Hate crime incidents reported to police in the U.S. decreased by more than six percent in 2011, according to data released by the FBI.

There were 6,222 incidents in 2011, down 406 incidents from the 6,628 reported in 2010. Today’s annual numbers are the lowest reported since 1994 and are among the smallest since the FBI began collecting national data pursuant to the Hate Crime Statistics Act in the early 1990s, an article at The Huffington Post reports.

According to the article, a hate crime is a criminal offense motivated in whole or in part by the actual or perceived group status of another, such as race.

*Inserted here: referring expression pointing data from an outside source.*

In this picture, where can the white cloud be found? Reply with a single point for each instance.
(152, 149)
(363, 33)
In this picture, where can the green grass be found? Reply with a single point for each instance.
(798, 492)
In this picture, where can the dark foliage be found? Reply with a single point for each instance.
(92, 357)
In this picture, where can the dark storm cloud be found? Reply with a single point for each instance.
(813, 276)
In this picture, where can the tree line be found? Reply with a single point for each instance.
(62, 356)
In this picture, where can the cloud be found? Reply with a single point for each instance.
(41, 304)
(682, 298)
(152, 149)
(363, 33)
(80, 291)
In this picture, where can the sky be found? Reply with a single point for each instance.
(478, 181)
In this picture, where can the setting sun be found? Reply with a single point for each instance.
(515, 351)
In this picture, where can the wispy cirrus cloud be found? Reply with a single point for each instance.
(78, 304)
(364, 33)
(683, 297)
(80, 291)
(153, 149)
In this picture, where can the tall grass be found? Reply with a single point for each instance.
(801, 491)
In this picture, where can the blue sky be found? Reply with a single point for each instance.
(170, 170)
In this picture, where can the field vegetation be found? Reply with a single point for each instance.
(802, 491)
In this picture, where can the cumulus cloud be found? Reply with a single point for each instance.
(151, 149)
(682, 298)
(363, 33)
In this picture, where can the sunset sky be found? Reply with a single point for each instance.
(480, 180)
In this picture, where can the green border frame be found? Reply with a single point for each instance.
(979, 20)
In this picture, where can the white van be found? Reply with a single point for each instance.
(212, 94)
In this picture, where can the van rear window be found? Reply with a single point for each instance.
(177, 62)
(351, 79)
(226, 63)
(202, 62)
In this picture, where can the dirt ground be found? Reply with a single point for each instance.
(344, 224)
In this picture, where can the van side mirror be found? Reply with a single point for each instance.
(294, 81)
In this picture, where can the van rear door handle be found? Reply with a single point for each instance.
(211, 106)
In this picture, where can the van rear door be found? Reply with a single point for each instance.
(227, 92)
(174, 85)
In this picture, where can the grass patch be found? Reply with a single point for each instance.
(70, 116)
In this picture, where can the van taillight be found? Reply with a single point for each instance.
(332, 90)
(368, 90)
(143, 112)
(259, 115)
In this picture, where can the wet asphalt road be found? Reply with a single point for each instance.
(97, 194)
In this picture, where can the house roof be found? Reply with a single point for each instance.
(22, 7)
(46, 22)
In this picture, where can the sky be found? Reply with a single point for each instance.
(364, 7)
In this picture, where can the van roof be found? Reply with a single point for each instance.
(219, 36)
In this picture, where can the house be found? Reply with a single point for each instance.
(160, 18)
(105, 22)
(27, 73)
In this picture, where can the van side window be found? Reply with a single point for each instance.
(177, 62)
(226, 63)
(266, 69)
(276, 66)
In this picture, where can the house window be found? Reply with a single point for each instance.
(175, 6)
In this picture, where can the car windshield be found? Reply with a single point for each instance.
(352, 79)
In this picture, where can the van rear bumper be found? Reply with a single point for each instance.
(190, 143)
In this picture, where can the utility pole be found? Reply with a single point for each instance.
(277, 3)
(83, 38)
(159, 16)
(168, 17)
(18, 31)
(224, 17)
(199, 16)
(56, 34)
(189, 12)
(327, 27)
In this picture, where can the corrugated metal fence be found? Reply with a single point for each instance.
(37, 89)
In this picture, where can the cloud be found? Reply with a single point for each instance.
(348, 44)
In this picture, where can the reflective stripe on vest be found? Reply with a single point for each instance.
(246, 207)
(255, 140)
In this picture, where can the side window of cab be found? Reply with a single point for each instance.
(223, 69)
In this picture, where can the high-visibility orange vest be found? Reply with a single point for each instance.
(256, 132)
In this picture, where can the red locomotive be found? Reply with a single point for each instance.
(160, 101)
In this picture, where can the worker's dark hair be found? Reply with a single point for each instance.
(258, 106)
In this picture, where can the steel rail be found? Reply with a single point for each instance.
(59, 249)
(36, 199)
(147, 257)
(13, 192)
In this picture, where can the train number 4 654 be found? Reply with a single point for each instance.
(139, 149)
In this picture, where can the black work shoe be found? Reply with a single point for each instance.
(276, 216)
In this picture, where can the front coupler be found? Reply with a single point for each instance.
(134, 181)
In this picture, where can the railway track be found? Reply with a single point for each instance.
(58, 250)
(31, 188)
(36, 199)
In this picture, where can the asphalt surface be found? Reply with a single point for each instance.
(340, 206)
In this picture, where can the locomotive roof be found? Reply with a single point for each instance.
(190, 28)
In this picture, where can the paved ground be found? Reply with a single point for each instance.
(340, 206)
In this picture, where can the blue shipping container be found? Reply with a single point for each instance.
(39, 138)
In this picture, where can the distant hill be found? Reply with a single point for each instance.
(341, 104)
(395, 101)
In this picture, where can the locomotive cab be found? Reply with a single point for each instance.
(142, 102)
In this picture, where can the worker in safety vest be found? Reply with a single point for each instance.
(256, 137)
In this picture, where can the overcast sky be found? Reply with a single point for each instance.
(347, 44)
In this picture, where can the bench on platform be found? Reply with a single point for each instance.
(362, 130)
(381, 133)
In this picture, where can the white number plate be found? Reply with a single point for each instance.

Since 2002, reported incidents have generally been in the 6,600-8,000 range, but most of the 14,575 agencies participating in data collection (down from 14,977 agencies the year before) reported zero. Only 13.7 percent of agencies (or 1,944) sent in incidents – five fewer than in 2010, the article notes.

A 2011 victimization study by the Bureau of Justice estimated that there were 148,400 hate crimes nationally in 2009 – most going unreported to police. Overall, crime in general declined last year, with a 3.8 percent decline in violent crime and a half-percent decrease in reported property crime, Huffington Post reports.

The most frequent hate crimes reported were property destruction at 29.3 percent, followed by intimidation (29 percent) and simple assault (22 percent). Hate crimes are fair more likely to be directed at people (64 percent) than crimes overall, but most of those person-direct hate crimes are threats – 45.6 percent being “intimidation” or threatening types of conduct.

In 2011, there were four hate crime homicides. So far, unofficial data by California State University, San Bernardino, shows that in 2012 there have been at least 10 hate crime homicides in the U.S.

Almost half of all hate crime (3,465 or 47.9 percent) was committed on basis of race, 72 percent of which was anti-black and 16.7 percent anti-white, the article says. Twenty point eight percent of hate crime (1,508 incidents) were due to sexual orientation – nearly all anti-gay or –lesbian. Religiously motivated hate crime totaled 1,318 and comprised 19.8 percent of all hate crime (62.2 percent was anti-Jewish; 13.3 percent anti-Muslim; 5.2 percent anti-Catholic). National origin or ethnicity accounted for 11.6 percent of all hate crimes – 56.8 percent of which were directed against Latinos. Less than one percent of all hate crimes were done based on disability, with more than half being directed at the mentally disabled, The Huffington Post reports.

However, the national data is compromised by vastly uneven reporting, particularly in some southern states with large African American populations. Mississippi, which has the largest percentage of African Americans of any state, only reported one hate crime last year, the article says. Georgia only reported 17 incidents, while neighboring state South Carolina (which has a far smaller population of African Americans) reported 135.

Pennsylvania counted only 53 last year, while New York and New Jersey reported more than 500 each, and Ohio had 228. Hawaii does not participate in the national reporting program at all.